Like you said, I’d love to see a few forums or a blogging platform try this out. The whole multilayered account ecosystem would need some critical mass before the ideal ease of use (and ubiquitousness) began to shine. It might be best to try it with wooden nickels before expecting the users to break out their credit cards for just one site! This is an economic/people problem, and I don’t have a lot of experience predicting, modeling or encouraging those kinds of solutions. Hopefully, having the idea out there will at worst only result in the flaws being exposed, and at best lead to something better for the Internet/Web before some patent troll or big bureaucracy ends up calling the shots.

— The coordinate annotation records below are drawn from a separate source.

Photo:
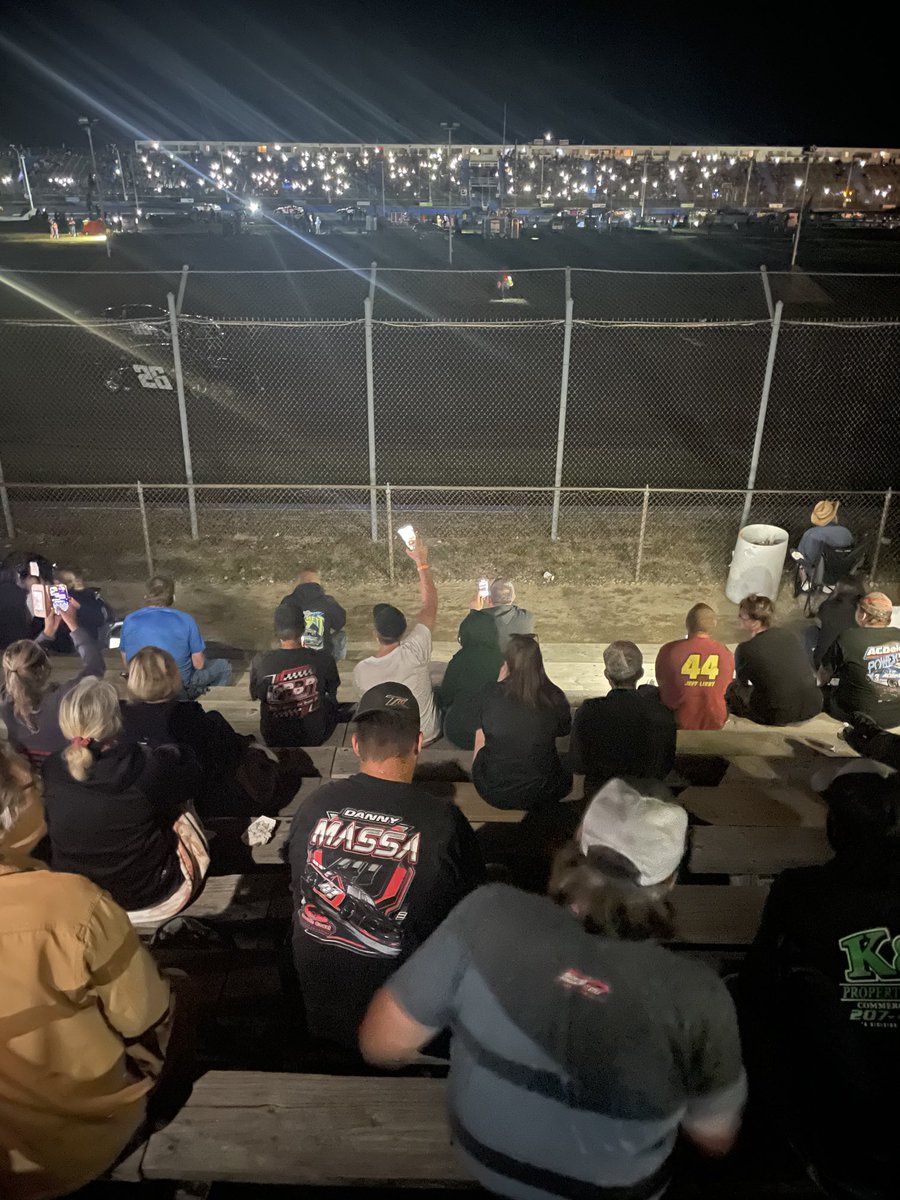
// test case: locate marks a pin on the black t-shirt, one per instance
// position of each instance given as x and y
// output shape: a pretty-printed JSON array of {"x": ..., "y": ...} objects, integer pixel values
[
  {"x": 627, "y": 732},
  {"x": 115, "y": 827},
  {"x": 867, "y": 663},
  {"x": 298, "y": 695},
  {"x": 822, "y": 991},
  {"x": 575, "y": 1057},
  {"x": 375, "y": 868},
  {"x": 784, "y": 688},
  {"x": 519, "y": 766}
]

Comment by natevw — May 1, 2007 @ 7:19 pm
Whoah, that last comment was more like $1.50, didn’t realize it was getting so long-winded! Don’t anyone be afraid to chime in, my perspective[s?] may be meandering but I’m sure it’s still missing parts of the complete picture.

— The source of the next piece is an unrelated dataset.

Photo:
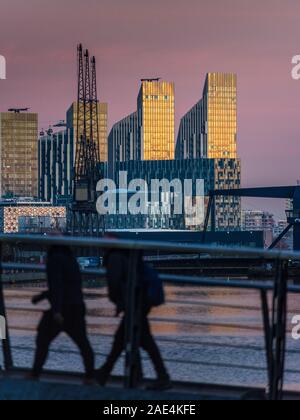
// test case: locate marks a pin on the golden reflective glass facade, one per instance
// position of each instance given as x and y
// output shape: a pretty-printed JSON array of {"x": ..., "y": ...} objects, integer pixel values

Comment by natevw — May 1, 2007 @ 7:23 pm
This is an interesting idea, but what about those who don’t have any dispensable income such as children or those in developing nations? What do you think about a generally centralized identification service? Possibly something invitation based kind of like gmail’s invites?
Comment by Jeremy — May 2, 2007 @ 7:53 pm
For those who don’t have credit cards (or even much money), I was thinking of a system like Amazon’s Mechanical Turk (linked above). Maybe they would start out with a little balance each month, but then they would do tasks that aren’t easily automated by a computer, [acting like an oracle] deciding how many kids are in a picture, transcribing garbled audio or (aha!) if they knew the language they could detect vandalism on wiki pages.
Invites require an e-mail address or something, would be a bit troublesome for newcomers/loners on the Internet, and seem more easily abused. Does that sound fair enough? In general, I don’t like a centralized /hardly anything/. For one, it provides a single point of failure. For two, it gives that point an awful lot of power. (An awful lot of power corrupts…awful lotly?) I’m not opposed to an identification system, although it needs to be an anonymous identification system for those under, shall we say, “overdeveloped” national governments. OpenID seems like a neat [decentralized] system, if it proves robust it sounds helpful.
Microtariffs would still be necessary with an ID system to avoid needing to blacklist users. If the Internet is just an information access system, its a privilege that can be taken away. But it’s an extreme thing for a country to deport or, uh, “delete” its citizens, and I think that’s more what a blacklist would feel like. I’m interested in trying a free economic solution first. Capitalism has its issues. However, human greed has been shown to produce better economic results under capitalism than, say, communism with a large dose of centralized control.